The NCAA’s COVID-19 advisory panel is proceeding with caution and pragmatism as it aims to manage its response to the virus in the weeks leading up to its marquee basketball tournaments.
In its statement, the panel said its members “believe that we need to better understand COVID-19 while continuing to work with local, state and federal health authorities such as the CDC,” adding that the “the key is for all stakeholders and athletes to practice risk mitigation at all events.”
At present the panel is not recommending cancellation or public spacing of athletic and related events scheduled to occur in public spaces across the United States.
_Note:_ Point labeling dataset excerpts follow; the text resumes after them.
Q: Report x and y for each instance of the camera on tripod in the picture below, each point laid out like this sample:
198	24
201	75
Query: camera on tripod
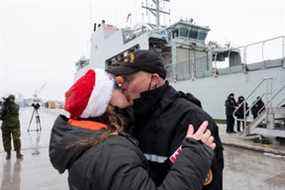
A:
36	105
35	114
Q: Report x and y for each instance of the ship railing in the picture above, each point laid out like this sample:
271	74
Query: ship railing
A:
268	82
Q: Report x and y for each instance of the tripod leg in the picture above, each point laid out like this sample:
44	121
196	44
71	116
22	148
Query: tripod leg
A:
38	121
31	121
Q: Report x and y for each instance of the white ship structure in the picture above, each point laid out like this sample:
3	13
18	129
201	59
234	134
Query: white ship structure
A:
207	70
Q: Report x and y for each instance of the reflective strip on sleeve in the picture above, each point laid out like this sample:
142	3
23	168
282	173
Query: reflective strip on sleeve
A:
155	158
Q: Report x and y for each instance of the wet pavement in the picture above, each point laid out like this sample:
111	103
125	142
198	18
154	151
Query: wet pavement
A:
244	169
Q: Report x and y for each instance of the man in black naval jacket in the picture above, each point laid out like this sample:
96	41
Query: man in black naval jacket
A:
162	115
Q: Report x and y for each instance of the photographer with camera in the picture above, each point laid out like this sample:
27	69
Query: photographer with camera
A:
11	126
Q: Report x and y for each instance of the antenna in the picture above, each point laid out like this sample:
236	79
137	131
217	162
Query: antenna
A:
156	12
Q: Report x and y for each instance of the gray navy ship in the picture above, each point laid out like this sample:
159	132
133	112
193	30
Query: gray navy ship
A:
207	70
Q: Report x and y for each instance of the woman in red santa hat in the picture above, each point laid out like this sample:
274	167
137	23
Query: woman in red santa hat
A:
93	146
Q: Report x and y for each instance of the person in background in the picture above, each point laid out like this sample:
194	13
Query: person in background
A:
11	127
230	105
97	152
162	114
241	113
258	107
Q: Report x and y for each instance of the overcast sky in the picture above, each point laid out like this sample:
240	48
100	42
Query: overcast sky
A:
41	40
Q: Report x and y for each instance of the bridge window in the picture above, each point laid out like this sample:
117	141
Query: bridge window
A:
193	33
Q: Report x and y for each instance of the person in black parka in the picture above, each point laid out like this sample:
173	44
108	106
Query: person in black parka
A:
98	154
241	113
162	115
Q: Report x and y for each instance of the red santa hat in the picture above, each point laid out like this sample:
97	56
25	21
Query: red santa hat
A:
90	95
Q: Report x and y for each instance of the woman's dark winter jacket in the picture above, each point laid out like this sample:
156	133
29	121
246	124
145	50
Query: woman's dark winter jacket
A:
117	162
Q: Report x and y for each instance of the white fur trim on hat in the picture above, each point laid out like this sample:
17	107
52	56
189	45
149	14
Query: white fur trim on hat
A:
100	96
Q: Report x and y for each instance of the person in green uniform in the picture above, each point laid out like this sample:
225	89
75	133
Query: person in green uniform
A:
11	127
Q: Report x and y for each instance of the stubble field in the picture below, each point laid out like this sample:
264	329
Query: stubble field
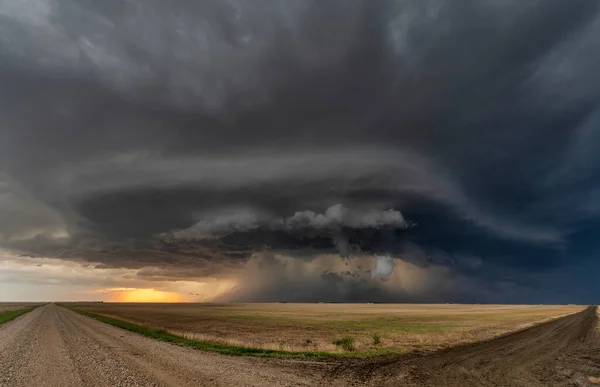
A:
357	329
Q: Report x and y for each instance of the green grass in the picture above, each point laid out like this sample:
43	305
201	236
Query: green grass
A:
347	343
13	314
376	339
160	334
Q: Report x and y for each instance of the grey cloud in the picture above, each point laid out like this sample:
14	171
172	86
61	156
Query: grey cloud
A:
133	127
383	268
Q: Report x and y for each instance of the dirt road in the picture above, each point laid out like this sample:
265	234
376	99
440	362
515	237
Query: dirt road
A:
52	346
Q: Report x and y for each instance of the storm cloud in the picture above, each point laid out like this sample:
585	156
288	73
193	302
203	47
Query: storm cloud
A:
190	140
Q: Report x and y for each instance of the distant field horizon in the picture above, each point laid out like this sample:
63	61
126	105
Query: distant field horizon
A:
358	328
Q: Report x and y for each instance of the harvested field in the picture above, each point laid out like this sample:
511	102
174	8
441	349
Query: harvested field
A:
334	328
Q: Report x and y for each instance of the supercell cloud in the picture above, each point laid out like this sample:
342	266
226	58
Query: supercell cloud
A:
368	150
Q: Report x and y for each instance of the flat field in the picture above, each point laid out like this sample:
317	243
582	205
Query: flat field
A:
335	328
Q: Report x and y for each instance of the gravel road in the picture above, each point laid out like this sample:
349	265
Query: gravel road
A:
53	346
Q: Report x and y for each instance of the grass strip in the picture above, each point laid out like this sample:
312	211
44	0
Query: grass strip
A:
162	335
13	314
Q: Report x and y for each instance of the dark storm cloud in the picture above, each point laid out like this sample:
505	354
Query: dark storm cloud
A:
171	134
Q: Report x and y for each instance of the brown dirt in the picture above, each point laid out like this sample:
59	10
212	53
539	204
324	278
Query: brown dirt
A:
52	346
312	327
563	352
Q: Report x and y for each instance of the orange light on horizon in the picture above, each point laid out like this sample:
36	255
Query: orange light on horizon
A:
144	295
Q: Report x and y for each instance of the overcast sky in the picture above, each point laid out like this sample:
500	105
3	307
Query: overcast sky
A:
300	150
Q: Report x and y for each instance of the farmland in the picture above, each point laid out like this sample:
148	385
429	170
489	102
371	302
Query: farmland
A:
359	329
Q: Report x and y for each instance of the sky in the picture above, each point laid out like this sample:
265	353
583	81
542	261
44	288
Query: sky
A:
300	151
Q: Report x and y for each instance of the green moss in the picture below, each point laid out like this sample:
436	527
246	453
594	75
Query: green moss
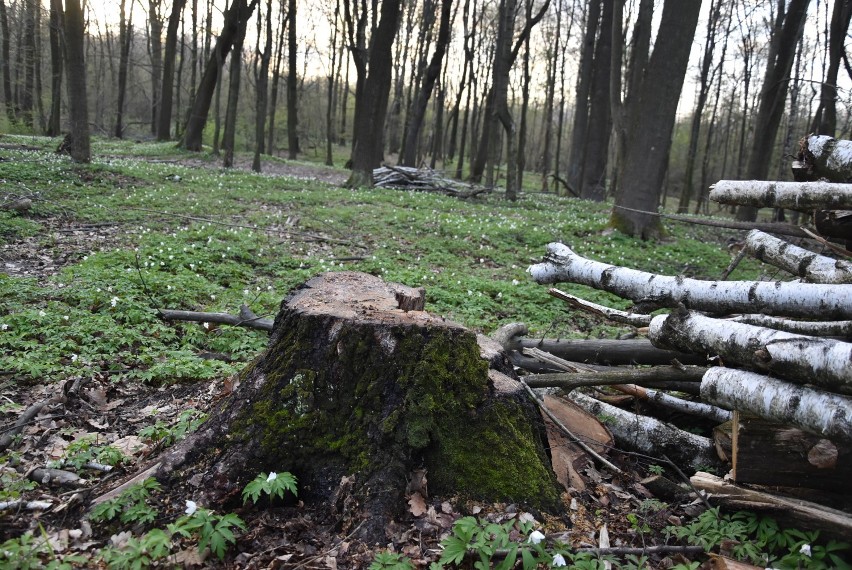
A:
350	403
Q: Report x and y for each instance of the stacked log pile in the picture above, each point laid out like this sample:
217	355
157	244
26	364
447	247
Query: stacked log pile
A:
777	352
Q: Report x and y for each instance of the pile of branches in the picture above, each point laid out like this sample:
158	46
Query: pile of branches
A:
425	180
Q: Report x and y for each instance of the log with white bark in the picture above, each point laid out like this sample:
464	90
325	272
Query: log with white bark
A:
650	435
802	514
821	413
811	300
670	402
827	157
802	359
801	196
810	328
801	262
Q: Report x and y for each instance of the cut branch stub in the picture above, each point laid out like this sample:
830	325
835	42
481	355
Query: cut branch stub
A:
357	380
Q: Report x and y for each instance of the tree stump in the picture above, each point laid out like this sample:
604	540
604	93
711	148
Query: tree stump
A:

While the NCAA may not be cancelling any events, the association does appear to be considering all its options. The New York Times reported this weekend that college sports executives have discussed the possibility of reducing the number of venues at which games are played during the NCAA men’s and women’s basketball tournaments.
“We’re playing out every possible scenario, ranging from ‘OK, we’re full-go’ to modified-go to ‘Are we playing a game and we’re certain that everyone in the arena is clean and there won’t be any public?’” Brian Hainline, the NCAA’s chief medical officer, told the Times.
Hainline said it would be “hard to imagine” the tournaments being cancelled and echoed the panel’s uncertainty about how to proceed.
“We’re preparing for a storm, but we don’t know what that storm is going to look like in a week or two weeks or three weeks,” Hainline said.